Your work is incorrect because you're making too many unjustified assumptions. For example, in what you wrote about both reflexivity and symmetry, you're assuming that $x_1=x_2$. Why?? $(x_1,x_2)\in\mathbb{Z}^2$ can be an arbitrary pair of numbers. Nothing requires its two components to be equal to each other.

Specifically, I think it would help if someone could clarify/expand on what is meant by "$(x_1,x_2)\sim(y_1,y_2)$ exactly when $x_1+y_2=y_1+x_2$."

It means exactly what it says. For any two pairs of integers that we'd like to look at, we denote one of them $(x_1,x_2)$ and the other one $(y_1,y_2)$, we check whether the equality $x_1+y_2=y_1+x_2$ is satisfied, and if it is we say that $(x_1,x_2)\sim(y_1,y_2)$. Here are a couple of examples.


*

*Let $(x_1,x_2)=(3,10)$ and $(y_1,y_2)=(-1,6)$; both are elements of $\mathbb{Z}^2$. So here $x_1=3$, $x_2=10$, $y_1=-1$, and $y_2=6$. Then we can calculate that $x_1+y_2=3+6=9$ and $y_1+x_2=(-1)+10=9$. We can see that $x_1+y_2=y_1+x_2$ (i.e. $9=9$) for these two pairs. Since they satisfy this condition, they are in this relation: $(3,9)\sim(-1,6)$.
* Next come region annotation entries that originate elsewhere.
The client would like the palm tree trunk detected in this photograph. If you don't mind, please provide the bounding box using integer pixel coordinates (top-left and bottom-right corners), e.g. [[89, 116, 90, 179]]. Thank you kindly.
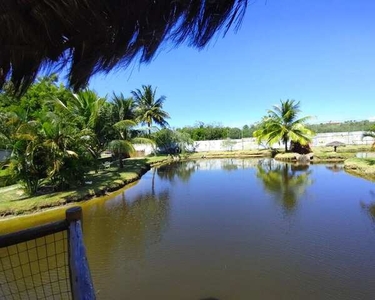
[[119, 153, 124, 169]]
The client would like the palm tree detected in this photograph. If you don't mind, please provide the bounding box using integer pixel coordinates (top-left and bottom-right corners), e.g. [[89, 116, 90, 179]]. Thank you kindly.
[[111, 93, 135, 123], [362, 125, 375, 148], [132, 85, 169, 135], [253, 100, 314, 152], [55, 89, 113, 161], [108, 120, 154, 169]]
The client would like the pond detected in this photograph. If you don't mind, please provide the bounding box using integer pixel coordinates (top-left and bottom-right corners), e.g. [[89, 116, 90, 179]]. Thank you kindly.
[[2, 159, 375, 300], [84, 159, 375, 300]]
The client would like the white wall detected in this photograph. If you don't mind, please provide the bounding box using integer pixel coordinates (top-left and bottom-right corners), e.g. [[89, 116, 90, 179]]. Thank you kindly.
[[135, 131, 374, 155]]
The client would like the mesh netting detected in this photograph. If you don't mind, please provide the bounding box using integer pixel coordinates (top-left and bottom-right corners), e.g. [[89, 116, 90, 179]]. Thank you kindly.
[[0, 230, 72, 299]]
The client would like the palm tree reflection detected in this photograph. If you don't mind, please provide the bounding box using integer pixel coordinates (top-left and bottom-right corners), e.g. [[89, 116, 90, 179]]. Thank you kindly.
[[157, 161, 198, 183], [221, 159, 238, 172], [257, 160, 312, 212], [84, 190, 170, 268], [360, 190, 375, 222]]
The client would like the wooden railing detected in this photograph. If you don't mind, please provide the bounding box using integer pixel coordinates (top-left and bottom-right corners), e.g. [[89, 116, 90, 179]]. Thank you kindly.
[[0, 207, 95, 300]]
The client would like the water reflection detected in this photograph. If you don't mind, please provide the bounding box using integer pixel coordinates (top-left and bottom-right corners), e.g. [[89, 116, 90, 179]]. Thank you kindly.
[[257, 159, 312, 212], [326, 164, 344, 173], [84, 189, 170, 266], [156, 161, 198, 183], [221, 159, 239, 172], [360, 190, 375, 222]]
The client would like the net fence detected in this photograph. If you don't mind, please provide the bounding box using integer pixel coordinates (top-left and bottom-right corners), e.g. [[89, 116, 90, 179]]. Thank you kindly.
[[0, 230, 72, 300]]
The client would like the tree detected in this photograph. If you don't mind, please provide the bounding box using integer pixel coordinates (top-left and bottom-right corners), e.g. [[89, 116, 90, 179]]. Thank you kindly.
[[108, 120, 154, 169], [55, 89, 109, 165], [253, 100, 314, 152], [132, 85, 169, 135], [154, 128, 193, 154]]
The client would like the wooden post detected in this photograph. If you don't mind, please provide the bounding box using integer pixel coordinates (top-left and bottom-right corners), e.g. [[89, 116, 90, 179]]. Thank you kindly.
[[66, 206, 95, 300]]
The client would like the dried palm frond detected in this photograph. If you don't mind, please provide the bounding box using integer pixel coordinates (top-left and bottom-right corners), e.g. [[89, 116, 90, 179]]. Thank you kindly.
[[0, 0, 247, 92]]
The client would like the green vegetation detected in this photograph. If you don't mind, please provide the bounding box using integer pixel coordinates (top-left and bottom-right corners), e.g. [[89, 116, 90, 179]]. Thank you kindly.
[[177, 120, 375, 141], [0, 156, 168, 216], [254, 100, 313, 152], [363, 124, 375, 148], [0, 75, 173, 195]]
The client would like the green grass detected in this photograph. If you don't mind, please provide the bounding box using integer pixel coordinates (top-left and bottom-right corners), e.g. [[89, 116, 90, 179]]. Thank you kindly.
[[0, 170, 8, 177], [0, 156, 168, 216]]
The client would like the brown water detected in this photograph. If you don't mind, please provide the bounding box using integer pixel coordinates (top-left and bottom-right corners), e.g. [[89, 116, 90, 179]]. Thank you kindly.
[[0, 159, 375, 300]]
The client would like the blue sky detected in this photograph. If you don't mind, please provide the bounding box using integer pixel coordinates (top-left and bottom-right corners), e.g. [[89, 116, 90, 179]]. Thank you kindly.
[[90, 0, 375, 127]]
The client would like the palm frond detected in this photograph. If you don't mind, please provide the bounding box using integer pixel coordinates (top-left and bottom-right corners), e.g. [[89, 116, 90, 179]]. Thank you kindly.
[[0, 0, 248, 92]]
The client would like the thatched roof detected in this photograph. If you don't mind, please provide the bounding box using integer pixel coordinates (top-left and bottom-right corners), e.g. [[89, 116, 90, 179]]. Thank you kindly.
[[0, 0, 247, 91]]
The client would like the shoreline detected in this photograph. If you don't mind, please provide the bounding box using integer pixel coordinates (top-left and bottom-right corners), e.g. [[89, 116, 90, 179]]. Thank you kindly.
[[0, 157, 173, 218], [0, 151, 375, 222]]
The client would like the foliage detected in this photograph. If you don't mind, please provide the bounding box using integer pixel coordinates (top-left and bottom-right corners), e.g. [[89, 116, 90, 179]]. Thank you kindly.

*Let $(x_1,x_2)=(5,5)$ and $(y_1,y_2)=(7,8)$; both are elements of $\mathbb{Z}^2$. So here $x_1=5$, $x_2=5$, $y_1=7$, and $y_2=8$. Then we can calculate that $x_1+y_2=5+8=13$ and $y_1+x_2=7+5=12$. We can see that $x_1+y_2\neq y_1+x_2$ (i.e. $13\neq12$) for these two pairs. Since they don't satisfy this condition, they are not in this relation: $(3,9)\not\sim(-1,6)$.
A: OP here. This is my attempt at writing an answer, please let me know if this is sufficient. 
The relation $(x_1,x_2) \sim (y_1,y_2)$ is true when $x_1 - x_2 = y_1 - y_2$
Reflexive: Clearly you can pick a $(y_1, y_2)$ for any $(x_1, x_2)$ such that $x_1 - x_2 = y_1 - y_2$ is equivalent to $x_1 - x_2 = x_1 - x_2$. Therefore the relation is reflexive.
Symmetric: If $x_1 - x_2 = y_1 - y_2$ is true for $(x_1,x_2) \sim (y_1,y_2)$ then it is still true for $(y_1,y_2) \sim (x_1,x_2)$ since $y_1 - y_2 = x_1 - x_2$. Therefore the relation is symmetric.
Transitive: Consider $(x_1,x_2) \sim (y_1,y_2)$ and $(y_1,y_2) \sim (z_1,z_2)$. Then we have $x_1 - x_2 = y_1 - y_2$ and $y_1 - y_2 = z_1 - z_2$. Meaning $x_1 - x_2 = z_1 - z_2$. Thus $(x_1, x_2 \sim z_1,z_2)$. Therefore the relation is transitive.
Anti-symmetric: First assume $\sim$ is anti-symmetric. Then for $(x_1, x_2) \sim (y_1,y_2)$ and $(y_1,y_2) \sim (x_1,x_2)$ we must hold $(x_1, x_2) = (y_1,y_2)$. But for a counter-example $(3,10)$ and $(-1,6)$ is true both ways, yet $(3,10) =/= (-1,6)$. Therefore the relation cannot be anti-symmetric.
Therefore the relation is an equivalence relation.